The general symptoms are common to the disease, no matter what bone be involved. Local symptoms will change in accordance with their location. While not so common, the flat bones, like the pelvis, cranium, and sternum, may be involved in active manifestations of this disease. The same is true even of the vertebræ, but, as a rule, it is in the long bones of the extremities that its ravages are most frequently seen.
Prognosis.
—The prognosis depends upon the early recognition of the disease and prompt surgical relief. There is perhaps no disease less amenable to purely medicinal treatment, and if bones are to be saved in their entirety early and free incision is called for. Consequently when the case is seen late it almost invariably entails necrosis, with more or less disturbance of function, or possibly such a serious condition as to call for amputation. The fulminant cases when not early recognized and promptly operated often prove fatal, and death has been known to follow within thirty-six hours after the onset of the first symptom, the fatal result being due to overwhelming septic infection, with thrombosis, etc. Almost every case, however, if seen sufficiently early can be saved.
Complications.
—The complications are to be divided into the constitutional and the local. The former refer rather to the spread of septic infection and its more or less disastrous and remote ravages. Metastatic infections may produce serious or fatal complications, while, when less acute, important functions may suffer a serious impairment. Among the local sequels are to be considered mainly the results of destruction of bone tissue and neighboring joint structures. When the disease occurs in young and rapidly growing children partial or complete arrest of development in the bone involved is not infrequent. This may lead to inequalities in length of the femora or humeri. It may lead also to compensatory hypertrophy of bone, with perhaps considerable distortion during subsequent growth.

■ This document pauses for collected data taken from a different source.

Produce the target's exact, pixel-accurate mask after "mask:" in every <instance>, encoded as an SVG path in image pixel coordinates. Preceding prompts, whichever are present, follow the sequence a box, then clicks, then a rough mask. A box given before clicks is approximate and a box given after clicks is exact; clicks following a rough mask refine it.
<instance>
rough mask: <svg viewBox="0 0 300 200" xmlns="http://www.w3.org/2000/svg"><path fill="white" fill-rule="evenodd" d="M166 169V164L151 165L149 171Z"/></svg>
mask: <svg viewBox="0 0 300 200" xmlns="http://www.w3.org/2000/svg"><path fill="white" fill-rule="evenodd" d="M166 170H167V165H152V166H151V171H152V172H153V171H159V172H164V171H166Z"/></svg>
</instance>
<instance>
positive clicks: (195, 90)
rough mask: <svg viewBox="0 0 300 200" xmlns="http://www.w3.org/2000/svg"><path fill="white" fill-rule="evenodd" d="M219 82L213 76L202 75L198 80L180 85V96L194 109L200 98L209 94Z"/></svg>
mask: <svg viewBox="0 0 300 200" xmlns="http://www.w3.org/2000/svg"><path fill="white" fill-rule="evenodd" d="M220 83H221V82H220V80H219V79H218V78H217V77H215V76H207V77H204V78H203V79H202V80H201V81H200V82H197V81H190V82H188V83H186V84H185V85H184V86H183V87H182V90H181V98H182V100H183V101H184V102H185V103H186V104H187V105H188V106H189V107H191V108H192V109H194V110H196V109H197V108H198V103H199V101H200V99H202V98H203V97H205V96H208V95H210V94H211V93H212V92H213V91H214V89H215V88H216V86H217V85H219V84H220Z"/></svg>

An entirely distinct consequence of osteomyelitis is bone abscess, in which the acuteness of symptoms has long since subsided, but in which a distinct local focus remains.
Etiology.
—The disease is an infection from the beginning, but the source of the infection is not always easy to trace. Two distinct causes seem to conspire to produce the majority of these bone infections—microörganisms of more than ordinary virulence, and a predisposing condition of the system, due sometimes to constitutional weakness or inherited taint, or to the results of exposure and fatigue. The causes of suppuration have been discussed in Chapter III. It is a fact, however, that the majority of cases occur in children and after a combination of exposure and fatigue—as, for instance, sitting upon the ice after being exhausted by skating—all of which would be inoperative to produce an infection were not the germs at hand ready to assail every tissue whose resistance is thus temporarily lowered.
The infection may occur from within or from without—from within perhaps through the alimentary canal or the respiratory tract, probably from the tonsils and the pharynx. Infection from without may occur through an abrasion or scratch, a blister upon the foot made by an ill-fitting shoe or by a skate-strap. These cases occur generally in the young, more often in boys than in girls, probably because in the former more opportunities for infection are permitted. Bone infections, however, are possible even in the newborn, in which case the infection may occur through the pharynx or through the umbilicus, while the local resistance may have been lowered by the injury due to mechanical delivery, turning, etc. In elderly people the disease is almost unknown.